Lettre ouverte aux hommes politiques centrafricains.

 

 

 

                                                   Monsieur le Président,

                                                   Monsieur le Secrétaire général,

 

 

Cette lettre ouverte n'a pas d'autre but que celui de vous contraindre à l'action politique.

 

             La situation chaotique de la République centrafricaine, proche d'une évolution à la somalienne où les régions se constituent en zones balkanisées, appelle à la mobilisation générale pour sauver ce qui reste des idéaux de Barthélémy Boganda.

 

Au regard de la situation qui prévaut aujourd'hui, d'aucuns, par simplification abusive ou paresse intellectuelle, mettent sur le compte de l'alliance Séléka la responsabilité de cette dégradation politique, économique et sociale. C'est faire peu de cas de l'histoire récente du pays.

 

D'autres au contraire, pour cacher leurs turpitudes et incompétences en un réflexe quasi pavlovien, ont trouvé un bouc-émissaire commode en la personne du Président Idriss Déby, son pays le Tchad et son peuple,les Tchadiens. Hier, ils auraient accusé le colonialisme français !

 

Nous savons tous désormais qu'il s'agit-là, en l'occurence, de prétextes et d'excuses. Nous devons tous admettre, intellectuels, hommes politiques, hommes d'affaires, militaires et écclésiastiques de toutes réligions, la responsabilité de ce qui advient à la République centrafricaine et en porter la responsabilité, individellement et collectivement.

 

            Nous avons en effet, par faiblesse intellectuelle, validé tous les projets d'ajustements structurels imposés par les institutions de Bretton-Woods, sans nous poser la question de leur pertinence, sans en mesurer les conséquences économiques et sociales sur la vie quotidienne de nos compatriotes.

 

           Nous avons, par faiblesse morale, fermé les yeux lorsque des militaires se sont substitués à nos responsables politiques démocratiquement élus, par simple goût du pouvoir et animés par le seul esprit du lucre.

 

           Nous avons bien au contraire, par égoïsme et vanité, multiplié les micro-partis politiques, fondés sur le clanisme, le régionalisme et le tribalisme, mais dépourvus de doctrine et de tout projet de société, à seule fin de participer aux cénacles des puissants, ouvrant ainsi la voie à tous les aventuriers et démagogues. Ceux-ci désormais s'entre dévorent et poussent les Centrafricains sur le chemin de l'intolérance et de la guerre, civile, réligieuse et aux frontières.

 

            Or ne voilà t-il pas que ceux qui, hier, ont semé le fiel de la haine, par leur comportement sectaire lorsqu'ils exerçaient les pouvoirs de l'Etat, viennent aujourd'hui se poser en sauveurs du pays, cachés derrière le masque de nouvelles associations caritatives ou de nouveaux micro-partis politiques. Ils se prévalent du soutien de quelques milieux politiques étrangers, principalement français, à un moment où la France elle-même se débarrasse de la « françafrique » et de ses réseaux mafieux ! Chacun se présente comme seul capable de diriger le pays, là où il faudrait l'ardeur de tout un peuple.

 

Pendant ce temps, les grandes formations politiques qui ont oeuvré pour l'indépendance du pays se taisent ou restent inactives.

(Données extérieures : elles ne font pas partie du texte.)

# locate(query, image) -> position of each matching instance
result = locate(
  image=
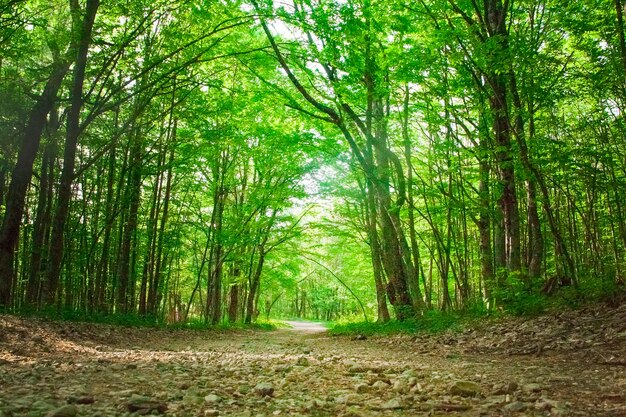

Les raisons de ce mutisme sont multiples. Deux d’entr’elles me semblent essentielles pour expliquer ce silence : la disparition des leaders naturels de ces partis politiques d'une part, et la résignation ou la fuite d'un certain nombre de leurs militants d'autre part, lorsque ces derniers n'ont pas cédé aux sirènes de quelques « acheteurs de conscience », contre la promesse d'un ministère ou des espèces sonnantes et trébuchantes.

 

L'heure est venue, pour les grandes formations politiques d'antan, de reprendre le flambeau de la lutte contre le sectarisme, le tribalisme et l'esprit de division, comme hier elles se sont mobilisées contre le colonialisme et pour l'évolution sociale des peuples de l'Afrique noire. L’heure est venue, comme l’a si bien chanté Barthélémy Boganda en écrivant l’hymne de la Renaissance, de « brandir l’étendard de la Patrie » !

 

En reprenant la devise du mouvement d'émancipation sociale en Afrique noire (Mesan), « Zo kwè zo », le moment est venu de rassembler tous les Centrafricains et Centrafricaines de bonne volonté autour d'un projet collectif commun. Après le projet d'émancipation sociale voulu et défendu par le fondateur de la République centrafricaine, il est temps de proposer un projet d'évolution socialiste de la RCA.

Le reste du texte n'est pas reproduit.